Ethnic group in South Sudan and Central African Republic

The Kara are an ethnic group inhabiting South Sudan and the Central African Republic. They speak the Gula language, and Nilo-Saharan, which is a Central Sudanic language.

The Kara religion is an animist faith. As a population, they exceed 100,000 members. They are primarily concentrated in South Sudan's Western Bahr el Ghazal state.

==Daily life==
The Kara are a semi-nomadic people. They live in round huts made up of a framework of tree branches plastered with mud and the conical roof thatched with local grasses. A typical Kara village has 20 to 30 huts around a meeting place and also features enclosures of branches to keep cattle and goats. The Kara tribe grows Sorghum, corn, beans, pumpkins and peanuts.

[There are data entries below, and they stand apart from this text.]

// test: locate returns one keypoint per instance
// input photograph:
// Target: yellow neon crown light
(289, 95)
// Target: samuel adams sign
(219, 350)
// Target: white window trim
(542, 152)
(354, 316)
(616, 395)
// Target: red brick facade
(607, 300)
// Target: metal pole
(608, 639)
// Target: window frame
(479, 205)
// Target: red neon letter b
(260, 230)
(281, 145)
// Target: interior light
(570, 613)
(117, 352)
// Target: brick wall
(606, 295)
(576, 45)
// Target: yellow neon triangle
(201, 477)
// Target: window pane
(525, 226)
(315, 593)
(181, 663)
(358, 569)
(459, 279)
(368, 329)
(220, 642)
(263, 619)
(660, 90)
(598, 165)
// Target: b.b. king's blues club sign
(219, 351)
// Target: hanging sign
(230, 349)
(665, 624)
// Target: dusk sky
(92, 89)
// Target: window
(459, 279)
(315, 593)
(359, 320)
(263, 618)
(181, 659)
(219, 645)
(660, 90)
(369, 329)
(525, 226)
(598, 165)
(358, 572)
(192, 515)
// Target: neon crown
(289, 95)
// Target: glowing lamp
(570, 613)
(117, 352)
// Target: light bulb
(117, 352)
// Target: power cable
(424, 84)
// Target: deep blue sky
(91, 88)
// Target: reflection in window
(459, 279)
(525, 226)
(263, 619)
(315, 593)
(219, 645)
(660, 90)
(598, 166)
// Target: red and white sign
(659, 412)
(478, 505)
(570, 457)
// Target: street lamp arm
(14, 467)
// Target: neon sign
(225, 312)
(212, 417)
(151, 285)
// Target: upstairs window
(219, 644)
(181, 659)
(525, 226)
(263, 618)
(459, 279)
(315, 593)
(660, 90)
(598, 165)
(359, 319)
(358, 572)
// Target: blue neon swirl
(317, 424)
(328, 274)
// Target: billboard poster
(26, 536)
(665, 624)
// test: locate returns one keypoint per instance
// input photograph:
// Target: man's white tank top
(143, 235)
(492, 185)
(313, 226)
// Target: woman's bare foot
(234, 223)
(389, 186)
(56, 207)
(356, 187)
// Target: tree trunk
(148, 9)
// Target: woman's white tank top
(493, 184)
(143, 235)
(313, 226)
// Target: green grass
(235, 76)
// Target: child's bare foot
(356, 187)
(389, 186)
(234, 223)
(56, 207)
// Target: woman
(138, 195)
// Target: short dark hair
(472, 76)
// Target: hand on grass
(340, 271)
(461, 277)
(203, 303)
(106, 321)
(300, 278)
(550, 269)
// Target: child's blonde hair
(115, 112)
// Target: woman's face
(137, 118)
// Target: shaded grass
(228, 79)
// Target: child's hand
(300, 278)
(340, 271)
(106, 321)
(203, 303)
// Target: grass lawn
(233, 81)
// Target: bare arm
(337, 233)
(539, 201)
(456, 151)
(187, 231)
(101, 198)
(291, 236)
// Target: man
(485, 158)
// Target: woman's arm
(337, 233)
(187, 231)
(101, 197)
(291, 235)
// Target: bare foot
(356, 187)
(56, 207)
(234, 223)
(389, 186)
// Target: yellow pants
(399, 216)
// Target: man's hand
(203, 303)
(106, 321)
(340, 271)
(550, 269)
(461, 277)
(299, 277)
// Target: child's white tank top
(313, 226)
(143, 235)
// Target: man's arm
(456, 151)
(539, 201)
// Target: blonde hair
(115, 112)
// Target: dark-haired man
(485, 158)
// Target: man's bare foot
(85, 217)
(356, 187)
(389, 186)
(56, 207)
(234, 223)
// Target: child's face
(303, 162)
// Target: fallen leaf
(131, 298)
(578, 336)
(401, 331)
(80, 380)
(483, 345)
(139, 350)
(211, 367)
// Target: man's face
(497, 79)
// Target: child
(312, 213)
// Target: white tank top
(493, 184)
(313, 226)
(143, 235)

The staples are Sorghum, made into a porridge either with milk or water; the latter is eaten with a spicy stew of vegetables, and milk, meat and blood. Meat is eaten on special occasions and milk and blood are drunk freely. Sorghum is also fermented to make beer. Men wear only a piece of cloth wound around the waist, knee high, with an extra cloth slung over the shoulder. Men always shave their heads, while women plait their hair into many braids and decorate them with beads. Women wear only a pleated cowskin skirt. Both sexes wear jewellery.